As part of the scheme, Chen admitted that he attempted to evade paying more than $467,000 in federal and state excise taxes on the cigarettes that he illegally imported.
“From early 2011 until mid-2016, this defendant illegally imported thousands of cartons of Chinese-made cigarettes without the necessary permits and without paying excise taxes,” said United States Attorney Eileen M. Decker.
“The defendant’s crime not only cheated taxpayers, but also caused unregulated, potentially dangerous products to be sold to an unsuspecting public.”
“While Zhi Xiong Chen was illegally importing tens of thousands of cartons of cigarettes into the United States, he was also evading hundreds of thousands of dollars in taxes due on those cigarettes,” said Acting Deputy Assistant Attorney General Stuart M. Goldberg of the Justice Department’s Tax Division.

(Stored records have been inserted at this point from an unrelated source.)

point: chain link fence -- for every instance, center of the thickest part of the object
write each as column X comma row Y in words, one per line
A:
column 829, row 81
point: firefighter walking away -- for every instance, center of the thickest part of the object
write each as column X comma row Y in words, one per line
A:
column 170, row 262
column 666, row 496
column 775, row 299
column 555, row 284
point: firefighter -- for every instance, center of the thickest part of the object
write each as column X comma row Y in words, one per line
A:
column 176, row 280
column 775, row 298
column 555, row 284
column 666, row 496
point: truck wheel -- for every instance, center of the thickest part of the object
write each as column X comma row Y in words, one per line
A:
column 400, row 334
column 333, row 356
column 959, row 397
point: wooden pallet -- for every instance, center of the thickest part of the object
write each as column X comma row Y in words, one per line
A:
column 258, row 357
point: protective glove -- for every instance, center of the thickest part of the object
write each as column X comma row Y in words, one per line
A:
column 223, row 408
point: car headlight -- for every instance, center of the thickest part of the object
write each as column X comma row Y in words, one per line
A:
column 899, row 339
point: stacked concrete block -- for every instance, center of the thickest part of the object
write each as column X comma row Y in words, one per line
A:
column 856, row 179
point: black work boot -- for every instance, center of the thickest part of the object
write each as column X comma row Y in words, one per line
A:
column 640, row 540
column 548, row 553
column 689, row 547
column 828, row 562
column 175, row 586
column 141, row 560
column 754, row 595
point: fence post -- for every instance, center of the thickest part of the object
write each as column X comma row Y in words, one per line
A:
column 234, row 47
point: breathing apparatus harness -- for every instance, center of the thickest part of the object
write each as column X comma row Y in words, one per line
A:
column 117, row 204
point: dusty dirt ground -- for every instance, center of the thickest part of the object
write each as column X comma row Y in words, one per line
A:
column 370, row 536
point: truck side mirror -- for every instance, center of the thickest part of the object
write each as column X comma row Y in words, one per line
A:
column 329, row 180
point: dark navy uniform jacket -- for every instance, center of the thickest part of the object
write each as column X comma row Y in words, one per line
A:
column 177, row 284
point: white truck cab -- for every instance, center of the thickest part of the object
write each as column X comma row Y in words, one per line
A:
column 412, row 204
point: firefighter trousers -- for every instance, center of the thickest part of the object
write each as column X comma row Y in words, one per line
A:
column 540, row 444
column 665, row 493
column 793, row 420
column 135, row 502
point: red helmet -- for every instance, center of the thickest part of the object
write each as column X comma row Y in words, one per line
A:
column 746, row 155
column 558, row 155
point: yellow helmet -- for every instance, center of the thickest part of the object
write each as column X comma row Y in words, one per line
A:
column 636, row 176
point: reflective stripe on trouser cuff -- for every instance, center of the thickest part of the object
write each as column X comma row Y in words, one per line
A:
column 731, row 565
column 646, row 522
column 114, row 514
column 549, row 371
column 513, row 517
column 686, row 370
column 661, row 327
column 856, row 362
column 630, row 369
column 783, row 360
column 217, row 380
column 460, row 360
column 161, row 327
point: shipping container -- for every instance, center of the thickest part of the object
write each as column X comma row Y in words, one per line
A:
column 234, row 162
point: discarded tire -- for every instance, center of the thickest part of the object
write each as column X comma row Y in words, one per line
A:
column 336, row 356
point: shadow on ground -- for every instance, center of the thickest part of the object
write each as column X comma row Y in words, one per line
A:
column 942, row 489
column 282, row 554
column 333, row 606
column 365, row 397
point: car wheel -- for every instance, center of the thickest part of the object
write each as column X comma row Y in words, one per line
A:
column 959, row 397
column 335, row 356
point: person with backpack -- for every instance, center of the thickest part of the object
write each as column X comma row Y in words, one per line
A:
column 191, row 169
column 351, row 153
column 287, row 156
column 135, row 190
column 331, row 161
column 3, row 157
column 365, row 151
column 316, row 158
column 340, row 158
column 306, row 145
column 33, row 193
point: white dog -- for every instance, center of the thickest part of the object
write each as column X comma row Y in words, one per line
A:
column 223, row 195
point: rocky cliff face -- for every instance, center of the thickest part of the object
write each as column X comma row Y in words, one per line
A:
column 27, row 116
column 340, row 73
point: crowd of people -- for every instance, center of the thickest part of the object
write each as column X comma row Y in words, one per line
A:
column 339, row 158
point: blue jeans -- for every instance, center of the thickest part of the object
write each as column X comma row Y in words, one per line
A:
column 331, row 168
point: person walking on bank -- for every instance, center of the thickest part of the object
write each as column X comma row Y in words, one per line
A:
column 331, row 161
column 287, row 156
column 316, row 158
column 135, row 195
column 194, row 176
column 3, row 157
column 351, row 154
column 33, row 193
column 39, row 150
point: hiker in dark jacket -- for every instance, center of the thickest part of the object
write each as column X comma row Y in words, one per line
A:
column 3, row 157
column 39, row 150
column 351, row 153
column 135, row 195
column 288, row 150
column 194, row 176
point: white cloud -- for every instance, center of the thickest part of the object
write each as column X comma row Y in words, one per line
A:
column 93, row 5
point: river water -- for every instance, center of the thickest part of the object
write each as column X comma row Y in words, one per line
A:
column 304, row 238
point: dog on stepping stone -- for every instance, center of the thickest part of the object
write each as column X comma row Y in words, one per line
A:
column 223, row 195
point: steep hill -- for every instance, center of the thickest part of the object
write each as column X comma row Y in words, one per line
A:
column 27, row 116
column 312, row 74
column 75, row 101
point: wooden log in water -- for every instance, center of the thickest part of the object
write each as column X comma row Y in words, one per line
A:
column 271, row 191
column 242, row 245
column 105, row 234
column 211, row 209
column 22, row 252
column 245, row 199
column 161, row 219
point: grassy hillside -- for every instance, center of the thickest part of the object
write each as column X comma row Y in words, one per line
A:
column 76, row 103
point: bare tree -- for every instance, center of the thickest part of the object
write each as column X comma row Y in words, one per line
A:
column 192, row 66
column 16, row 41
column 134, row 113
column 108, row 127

“Importers who obtain the required permits and pay their fair share of taxes deserve to compete on a level playing field. Those who try to cut corners and skirt these legal obligations should know that they will be investigated and prosecuted.”
Chen pleaded guilty before United States District Judge George H. Wu, who is scheduled to sentence the defendant on April 17, at which time he will face a statutory maximum penalty of five years in federal prison.
This case is being investigated by the Alcohol and Tobacco Tax and Trade Bureau, the U.S. Food and Drug Administration’s Criminal Investigations, and IRS Criminal Investigation.
“Selling contraband cigarettes and avoiding payment of federal excise tax is a serious crime,” said Thomas J. Holloman, Interim Special Agent in Charge, IRS Criminal Investigation, Washington D.C. Field Office.
“Actions such as Zhi Xiong Chen’s deprive the American public of tax revenue rightfully due. This plea serves as a reminder that IRS Criminal Investigation is committed to maintaining the integrity of our tax system and will continuously direct its efforts to those who willfully choose to evade their tax obligations.”